Sentimentos — difícil de definir. Envolve tudo aquilo que nos acontece ou não envolve nada... O sentimento é pessoal e único, transmite-se e até poder ser contagioso. Mas nunca pode ser explicado por outrem, mas apenas interpretado, e sendo assim, muitas vezes deturpado. O sentimento é a forma, e o seu conteúdo varia. Podemos sentir frieza, ira, amor, inveja, O sentimento é usado para o bem e para o mal. Mas o importante é que sentir é viver, é estar em movimento, é fazer crescer, é provocar atos, é simplesmente acontecer. Imaginemos o mundo sem sentimentos. O mundo seria uma espécie de coleção de estátuas a circular com gestos orientados por uma central e sem razão para existir. A desertificação dos sentimentos elimina nossa razão de ser, de viver. Se continuarmos nessa linha de pensamentos, o não sentir é a ausência de vida. 
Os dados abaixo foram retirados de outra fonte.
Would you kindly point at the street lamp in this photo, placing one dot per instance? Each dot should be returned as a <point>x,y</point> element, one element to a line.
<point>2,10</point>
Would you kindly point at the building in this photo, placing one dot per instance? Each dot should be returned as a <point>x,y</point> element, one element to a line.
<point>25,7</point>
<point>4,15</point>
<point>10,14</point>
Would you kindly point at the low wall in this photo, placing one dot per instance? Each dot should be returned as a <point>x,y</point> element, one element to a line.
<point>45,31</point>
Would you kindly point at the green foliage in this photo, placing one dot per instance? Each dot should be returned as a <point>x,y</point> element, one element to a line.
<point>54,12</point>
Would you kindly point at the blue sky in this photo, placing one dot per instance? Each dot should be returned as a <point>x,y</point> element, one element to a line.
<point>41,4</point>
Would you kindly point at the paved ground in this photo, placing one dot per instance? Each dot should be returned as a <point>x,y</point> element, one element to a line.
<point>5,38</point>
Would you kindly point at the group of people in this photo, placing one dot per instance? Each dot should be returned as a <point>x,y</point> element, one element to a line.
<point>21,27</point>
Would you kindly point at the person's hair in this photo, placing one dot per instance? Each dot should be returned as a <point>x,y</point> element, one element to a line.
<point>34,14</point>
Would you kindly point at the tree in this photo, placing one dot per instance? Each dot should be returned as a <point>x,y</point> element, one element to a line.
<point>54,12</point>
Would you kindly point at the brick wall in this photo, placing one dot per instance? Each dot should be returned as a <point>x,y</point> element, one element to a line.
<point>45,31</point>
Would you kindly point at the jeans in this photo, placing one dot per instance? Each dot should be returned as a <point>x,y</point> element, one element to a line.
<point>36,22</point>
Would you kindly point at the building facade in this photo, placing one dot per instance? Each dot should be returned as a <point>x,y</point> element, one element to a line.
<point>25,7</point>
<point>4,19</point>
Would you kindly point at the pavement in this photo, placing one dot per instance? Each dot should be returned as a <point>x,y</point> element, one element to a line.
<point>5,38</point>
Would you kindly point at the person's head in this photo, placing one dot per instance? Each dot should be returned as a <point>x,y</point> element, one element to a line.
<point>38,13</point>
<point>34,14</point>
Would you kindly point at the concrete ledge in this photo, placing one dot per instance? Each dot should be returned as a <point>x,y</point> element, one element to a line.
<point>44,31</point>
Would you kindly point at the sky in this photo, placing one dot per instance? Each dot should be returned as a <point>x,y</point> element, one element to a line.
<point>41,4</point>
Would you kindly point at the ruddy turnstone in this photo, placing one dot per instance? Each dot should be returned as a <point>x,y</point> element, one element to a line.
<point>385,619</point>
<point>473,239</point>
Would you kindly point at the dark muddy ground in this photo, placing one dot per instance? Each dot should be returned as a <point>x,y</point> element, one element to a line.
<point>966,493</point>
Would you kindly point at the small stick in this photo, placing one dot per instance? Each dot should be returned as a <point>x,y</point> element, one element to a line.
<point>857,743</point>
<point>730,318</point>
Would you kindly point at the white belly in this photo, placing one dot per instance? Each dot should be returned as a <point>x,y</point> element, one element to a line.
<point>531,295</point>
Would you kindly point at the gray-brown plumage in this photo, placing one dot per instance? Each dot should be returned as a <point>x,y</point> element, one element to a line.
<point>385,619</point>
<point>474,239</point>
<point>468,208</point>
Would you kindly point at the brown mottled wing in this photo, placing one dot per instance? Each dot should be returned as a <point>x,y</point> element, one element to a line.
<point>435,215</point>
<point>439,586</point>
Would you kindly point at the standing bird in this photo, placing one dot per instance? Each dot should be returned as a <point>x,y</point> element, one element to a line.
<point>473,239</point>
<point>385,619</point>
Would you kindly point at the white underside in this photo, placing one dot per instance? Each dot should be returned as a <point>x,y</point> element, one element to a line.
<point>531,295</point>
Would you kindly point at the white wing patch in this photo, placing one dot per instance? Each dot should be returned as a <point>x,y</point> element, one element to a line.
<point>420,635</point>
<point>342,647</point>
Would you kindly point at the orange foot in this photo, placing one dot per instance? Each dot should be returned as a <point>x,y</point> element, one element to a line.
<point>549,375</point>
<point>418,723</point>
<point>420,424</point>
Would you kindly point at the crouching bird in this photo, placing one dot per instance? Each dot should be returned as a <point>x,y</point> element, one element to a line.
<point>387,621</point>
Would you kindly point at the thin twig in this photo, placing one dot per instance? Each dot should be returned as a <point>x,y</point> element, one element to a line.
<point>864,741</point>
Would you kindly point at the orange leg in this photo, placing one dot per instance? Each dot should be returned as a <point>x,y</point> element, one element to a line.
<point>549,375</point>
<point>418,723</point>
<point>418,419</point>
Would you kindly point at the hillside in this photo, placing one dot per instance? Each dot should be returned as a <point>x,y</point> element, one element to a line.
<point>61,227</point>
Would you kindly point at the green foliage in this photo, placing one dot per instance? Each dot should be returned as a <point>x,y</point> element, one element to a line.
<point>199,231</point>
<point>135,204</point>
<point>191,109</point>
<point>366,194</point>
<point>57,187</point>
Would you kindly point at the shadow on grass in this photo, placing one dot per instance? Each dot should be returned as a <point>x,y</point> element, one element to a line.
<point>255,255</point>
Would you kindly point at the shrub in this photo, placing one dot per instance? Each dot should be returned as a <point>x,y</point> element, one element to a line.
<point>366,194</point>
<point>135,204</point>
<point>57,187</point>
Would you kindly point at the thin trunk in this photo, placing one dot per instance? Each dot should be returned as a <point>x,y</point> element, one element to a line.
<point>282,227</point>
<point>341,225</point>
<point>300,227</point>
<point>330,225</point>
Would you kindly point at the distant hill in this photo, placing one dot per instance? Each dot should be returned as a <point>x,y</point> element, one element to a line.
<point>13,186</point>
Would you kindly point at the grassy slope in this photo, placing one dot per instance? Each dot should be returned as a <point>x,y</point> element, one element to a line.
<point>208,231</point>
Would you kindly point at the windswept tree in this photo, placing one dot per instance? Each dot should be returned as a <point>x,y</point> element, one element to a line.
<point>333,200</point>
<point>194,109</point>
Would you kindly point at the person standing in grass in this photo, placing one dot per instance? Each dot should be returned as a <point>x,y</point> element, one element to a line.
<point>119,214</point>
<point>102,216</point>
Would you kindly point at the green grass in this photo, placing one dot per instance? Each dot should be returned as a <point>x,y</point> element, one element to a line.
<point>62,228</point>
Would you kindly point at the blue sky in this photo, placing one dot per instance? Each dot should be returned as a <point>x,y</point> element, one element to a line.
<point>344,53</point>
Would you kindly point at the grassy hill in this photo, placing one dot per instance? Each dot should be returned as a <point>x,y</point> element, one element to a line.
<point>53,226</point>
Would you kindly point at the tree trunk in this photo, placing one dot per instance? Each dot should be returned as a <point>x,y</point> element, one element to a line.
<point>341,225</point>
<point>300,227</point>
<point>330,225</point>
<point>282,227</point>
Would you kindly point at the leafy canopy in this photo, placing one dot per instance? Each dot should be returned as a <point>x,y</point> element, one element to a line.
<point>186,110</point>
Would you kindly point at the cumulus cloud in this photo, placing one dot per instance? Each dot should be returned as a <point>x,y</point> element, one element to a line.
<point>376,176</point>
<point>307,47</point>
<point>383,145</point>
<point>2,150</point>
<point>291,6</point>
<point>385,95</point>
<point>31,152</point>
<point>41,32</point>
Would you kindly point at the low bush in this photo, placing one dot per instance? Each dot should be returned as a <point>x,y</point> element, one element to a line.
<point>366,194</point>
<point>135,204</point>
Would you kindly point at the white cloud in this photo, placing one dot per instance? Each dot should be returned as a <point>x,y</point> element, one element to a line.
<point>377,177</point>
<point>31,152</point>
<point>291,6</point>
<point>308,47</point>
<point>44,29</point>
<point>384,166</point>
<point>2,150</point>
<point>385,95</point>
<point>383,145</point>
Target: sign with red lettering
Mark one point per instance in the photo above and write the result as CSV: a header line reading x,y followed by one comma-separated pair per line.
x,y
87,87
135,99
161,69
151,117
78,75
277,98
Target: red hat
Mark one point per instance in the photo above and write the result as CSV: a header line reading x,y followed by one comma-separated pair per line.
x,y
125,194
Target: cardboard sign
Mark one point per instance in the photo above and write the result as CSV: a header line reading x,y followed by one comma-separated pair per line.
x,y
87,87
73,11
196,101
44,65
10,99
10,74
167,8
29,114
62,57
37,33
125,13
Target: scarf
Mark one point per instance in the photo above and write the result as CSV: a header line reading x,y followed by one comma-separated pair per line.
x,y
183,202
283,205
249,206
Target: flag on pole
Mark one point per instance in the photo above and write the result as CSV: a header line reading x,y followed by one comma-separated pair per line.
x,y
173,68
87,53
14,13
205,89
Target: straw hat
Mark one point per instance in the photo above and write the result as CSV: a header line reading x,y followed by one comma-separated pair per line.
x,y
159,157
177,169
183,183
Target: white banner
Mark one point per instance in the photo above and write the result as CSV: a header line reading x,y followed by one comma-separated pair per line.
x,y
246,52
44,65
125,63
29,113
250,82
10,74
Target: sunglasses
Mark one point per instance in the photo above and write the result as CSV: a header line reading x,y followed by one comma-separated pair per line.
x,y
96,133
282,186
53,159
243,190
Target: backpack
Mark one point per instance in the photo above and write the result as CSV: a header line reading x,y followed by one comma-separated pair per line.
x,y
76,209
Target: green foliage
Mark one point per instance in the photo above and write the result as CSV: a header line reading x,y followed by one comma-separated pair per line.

"Nós aprendemos a voar como os pássaros, a nadar como os peixes, mas não aprendemos a arte simples de viver como irmãos". (Martin Luther King)

Conta-se que uma levara ao Buda uma criança morta nos braços e gritava pedindo que ele a curasse. Buda mandou-a ir de porta em porta até encontrar uma casa onde nunca tivesse morrido nem um pai, nem um filho, nem um avô, nem um marido, nem um irmão, nem um amigo, e na qual nunca tivesse sofrido uma grande dor; se ela encontrasse tal situação, teria o seu filho ressuscitado. Quando ela voltou, exausta, já não pedia a cura do filho, pois tinha acalmado o coração. E assim, através da dor dos outros, sentiu a paz que vem quando digerimos a dor. 

Logo: preciso do outro. 

Preciso compartilhar experiências. 

Preciso trocar sentimentos.

Preciso aprender a ser social. 

Por que:

Família — inicialmente agressão de pessoas consangüíneas (Sistema) 
Família—¬¬reunião de pessoas com problemas entre si (Karma*)
Família — sistema a ser aprendido. 
Família— corresponde as Tradições logo Unidade do Grupo (Segundo Legado). 

O que tenho de aprender? 

Haver diálogo (Primeira Tradição) para que possam fluir sentimentos (Segunda Tradição) apenas um quesito é analisado por vez (Terceira Tradição): um fala e os outros, e os outros escutam.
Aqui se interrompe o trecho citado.